In an unusual civil case, RoseMary Shell sued her ex-fiance, Wayne Gibbs, after he broke off their engagement in 2007.
The jilted bride-to-be claims Gibbs’ promise of marital bliss amounted to a contract, and that by leaving a good-paying job in Florida to move back to Gainesville to be with him, she suffered significant financial losses when he reneged on that promise.
She also claims to have suffered emotional pain and anguish.
"I don’t think there’s enough words to say how this has made me feel," Shell testified Tuesday in Hall County Superior Court. "It has embarrassed me. It has humiliated me. It has destroyed my self-esteem."Both Shell and Gibbs were divorced and had grown children during their on-again, off-again courtship, which lasted from 2001 to 2006. Gibbs took Shell on several skiing trips, made house payments for her and gave her $30,000 to pay off credit card debt, according to court testimony.
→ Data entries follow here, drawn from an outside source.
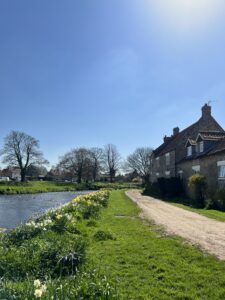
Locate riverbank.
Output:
[0,181,138,195]
[87,191,225,300]
[0,191,117,300]
[0,190,225,300]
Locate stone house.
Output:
[151,104,225,189]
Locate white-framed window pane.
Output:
[219,166,225,178]
[187,146,192,156]
[166,153,170,166]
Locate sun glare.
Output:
[149,0,224,34]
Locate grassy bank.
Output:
[0,190,225,300]
[0,191,116,300]
[170,202,225,222]
[87,191,225,300]
[0,181,137,195]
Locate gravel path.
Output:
[126,190,225,260]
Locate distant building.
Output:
[151,104,225,189]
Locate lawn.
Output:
[86,191,225,300]
[170,202,225,222]
[0,181,138,195]
[0,190,225,300]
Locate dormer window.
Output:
[199,141,204,152]
[165,153,170,166]
[187,146,192,156]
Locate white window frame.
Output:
[199,141,204,153]
[178,170,184,179]
[165,153,170,166]
[217,160,225,180]
[192,165,201,173]
[187,146,192,156]
[156,157,160,169]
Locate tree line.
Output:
[0,131,152,183]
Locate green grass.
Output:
[83,191,225,300]
[170,202,225,222]
[0,181,141,195]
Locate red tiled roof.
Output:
[154,115,225,160]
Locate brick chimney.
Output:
[163,135,170,143]
[202,104,211,119]
[173,127,180,136]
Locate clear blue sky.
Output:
[0,0,225,164]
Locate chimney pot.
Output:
[202,103,211,118]
[173,127,180,136]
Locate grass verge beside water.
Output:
[0,190,225,300]
[0,181,138,195]
[87,191,225,300]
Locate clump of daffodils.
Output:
[34,279,47,298]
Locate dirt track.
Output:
[126,190,225,260]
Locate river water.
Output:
[0,191,90,228]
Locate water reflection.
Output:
[0,191,89,228]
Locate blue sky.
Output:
[0,0,225,164]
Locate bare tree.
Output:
[90,148,103,182]
[1,131,48,182]
[104,144,120,182]
[127,147,153,182]
[58,148,91,183]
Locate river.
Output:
[0,191,90,229]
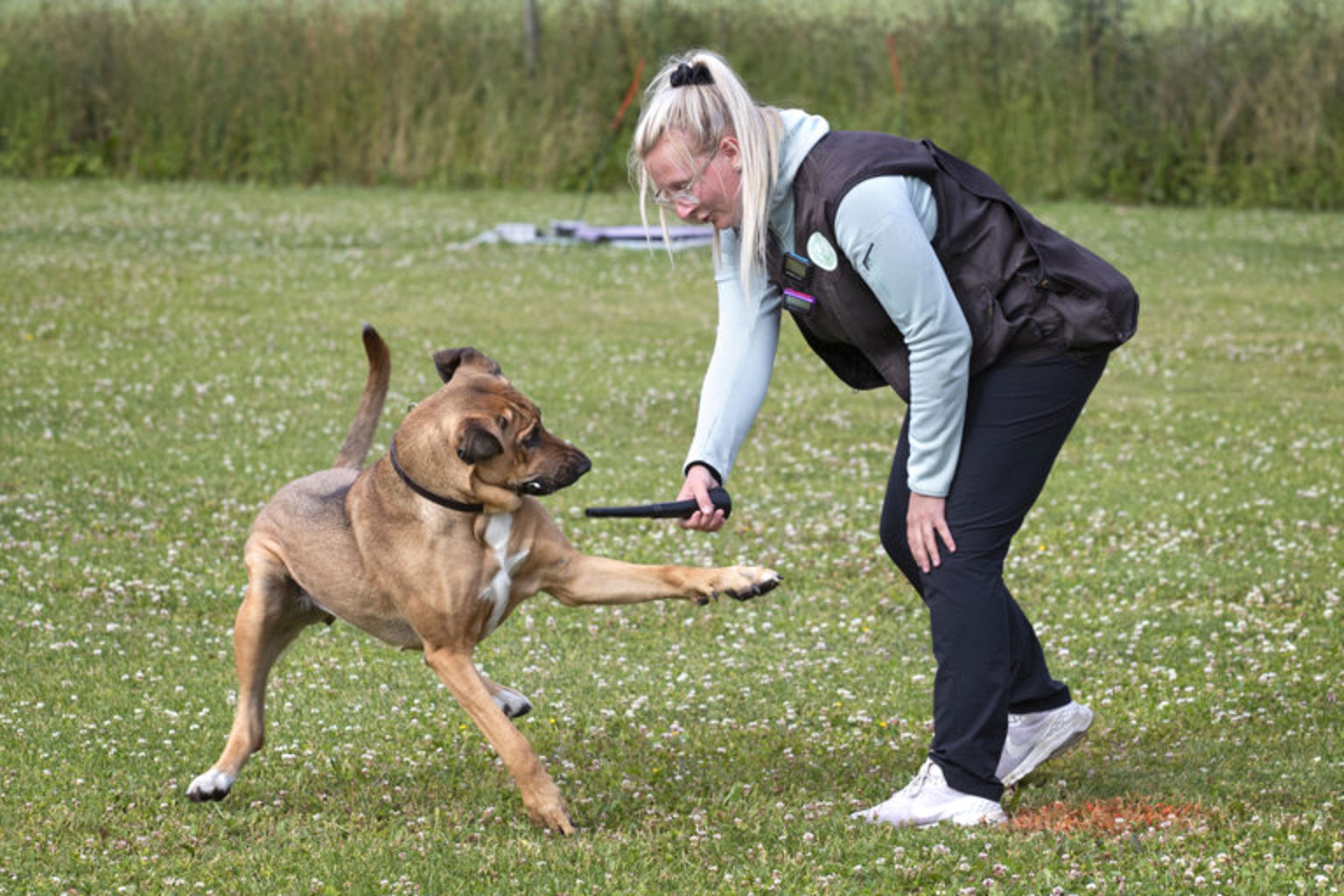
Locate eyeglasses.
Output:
[653,146,719,208]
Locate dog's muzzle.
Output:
[519,449,592,497]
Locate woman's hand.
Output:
[906,492,957,572]
[676,464,723,532]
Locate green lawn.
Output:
[0,181,1344,894]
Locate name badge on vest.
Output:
[783,253,812,289]
[783,286,817,317]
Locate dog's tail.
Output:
[332,324,393,470]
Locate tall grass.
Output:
[0,0,1344,208]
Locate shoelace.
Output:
[898,759,934,798]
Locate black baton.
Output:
[584,489,732,520]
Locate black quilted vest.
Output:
[766,130,1138,402]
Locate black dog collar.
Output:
[387,439,485,513]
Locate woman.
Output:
[630,50,1138,825]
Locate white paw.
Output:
[187,768,234,803]
[494,687,532,718]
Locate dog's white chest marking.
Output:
[481,513,527,634]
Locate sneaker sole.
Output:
[1003,710,1096,788]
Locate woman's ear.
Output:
[719,135,742,171]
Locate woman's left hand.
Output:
[906,492,957,572]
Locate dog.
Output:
[187,326,780,834]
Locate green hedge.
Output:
[0,0,1344,208]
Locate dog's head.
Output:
[399,348,592,509]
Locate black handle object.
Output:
[584,489,732,520]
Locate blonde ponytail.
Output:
[629,50,783,297]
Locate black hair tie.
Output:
[669,62,714,88]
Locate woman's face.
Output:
[644,130,742,230]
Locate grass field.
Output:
[0,181,1344,894]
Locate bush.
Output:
[0,0,1344,208]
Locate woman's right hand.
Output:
[676,464,724,532]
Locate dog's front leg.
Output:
[424,643,574,834]
[543,554,780,606]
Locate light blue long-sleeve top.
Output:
[687,108,970,497]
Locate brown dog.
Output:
[187,326,780,833]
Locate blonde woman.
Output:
[630,50,1138,826]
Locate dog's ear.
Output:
[457,421,504,464]
[434,346,501,383]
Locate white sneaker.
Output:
[850,759,1008,828]
[996,700,1093,788]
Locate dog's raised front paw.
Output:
[187,768,234,803]
[719,567,780,600]
[491,685,532,718]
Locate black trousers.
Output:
[882,356,1106,801]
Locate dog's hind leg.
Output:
[424,643,574,834]
[187,544,332,802]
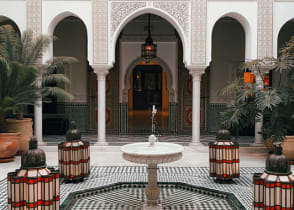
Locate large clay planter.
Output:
[0,133,20,163]
[6,118,33,154]
[282,136,294,161]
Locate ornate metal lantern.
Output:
[263,74,269,86]
[244,72,255,84]
[58,121,90,182]
[209,129,240,181]
[7,138,59,210]
[253,143,294,210]
[141,14,157,63]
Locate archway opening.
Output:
[208,17,248,135]
[128,62,168,132]
[114,14,184,134]
[270,19,294,87]
[43,16,89,134]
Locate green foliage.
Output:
[0,27,76,132]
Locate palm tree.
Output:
[0,27,76,132]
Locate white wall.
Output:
[42,0,93,65]
[0,0,27,32]
[206,0,257,65]
[273,1,294,57]
[117,42,178,102]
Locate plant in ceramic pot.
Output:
[0,27,76,153]
[222,48,294,153]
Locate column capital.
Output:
[186,65,207,78]
[92,65,112,79]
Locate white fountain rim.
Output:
[121,142,184,156]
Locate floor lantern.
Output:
[253,143,294,210]
[7,138,59,210]
[209,129,240,181]
[58,121,90,182]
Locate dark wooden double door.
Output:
[133,65,162,110]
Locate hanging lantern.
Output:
[244,72,255,84]
[253,143,294,210]
[209,129,240,180]
[141,14,157,63]
[253,173,263,210]
[263,74,269,86]
[58,121,90,182]
[7,138,59,210]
But when he learned after proposing that she had even more debt — enough to eventually file for bankruptcy — he had "second thoughts" about getting married, he testified.
Gibbs left Shell a note in the couple’s bathroom expressing his misgivings about the engagement shortly before they were to get married in December 2006. He broke it off for good in March 2007.
Gibbs, a construction company owner, testified Tuesday that he didn’t feel a sense of obligation to Shell, who had trouble finding a job comparable to the human resources position she held in Pensacola, Fla. before leaving it to be with him.
"I did more than most men would do for a woman," he testified. "I don’t feel I owe her anything."
Shell’s lawyer, former Hall County District Attorney Lydia Sartain, called a witness to testify that Gibbs’ decision not to marry Shell cost her more than a broken heart.
A job placement professional testified that the job Shell left working for the Gannett newspaper company in Pensacola paid $81,000, plus a 15 percent annual bonus, plus benefits valued at between $35,000 and $40,000.
Shell now earns $31,000 a year working for North Georgia College & State University, she testified.
But Gibbs’ attorney, Hammond Law, questioned why Shell would leave her job almost immediately after the marriage proposal without finding other employment first, particularly since she knew that Gibbs was "squirrely" on the matter of long-term commitment.
"Wayne wanted me to come back then," Shell said. "He wanted a wedding before the holidays." She later noted, "He had never given me a ring and proposed to me before."
Shell still has the ring Gibbs gave her when he asked for her hand in marriage. On Tuesday, jurors examined it inside its rosewood jewel box as "Plaintiff’s Exhibit 2."
While the cost of the ring was not quoted in court Tuesday, a witness described it as being "on the high end" of engagement rings. Law noted that his client never asked to get the ring back and that Shell "still has a pretty valuable asset as a result of her engagement."
Jurors will hear closing arguments in the case this morning.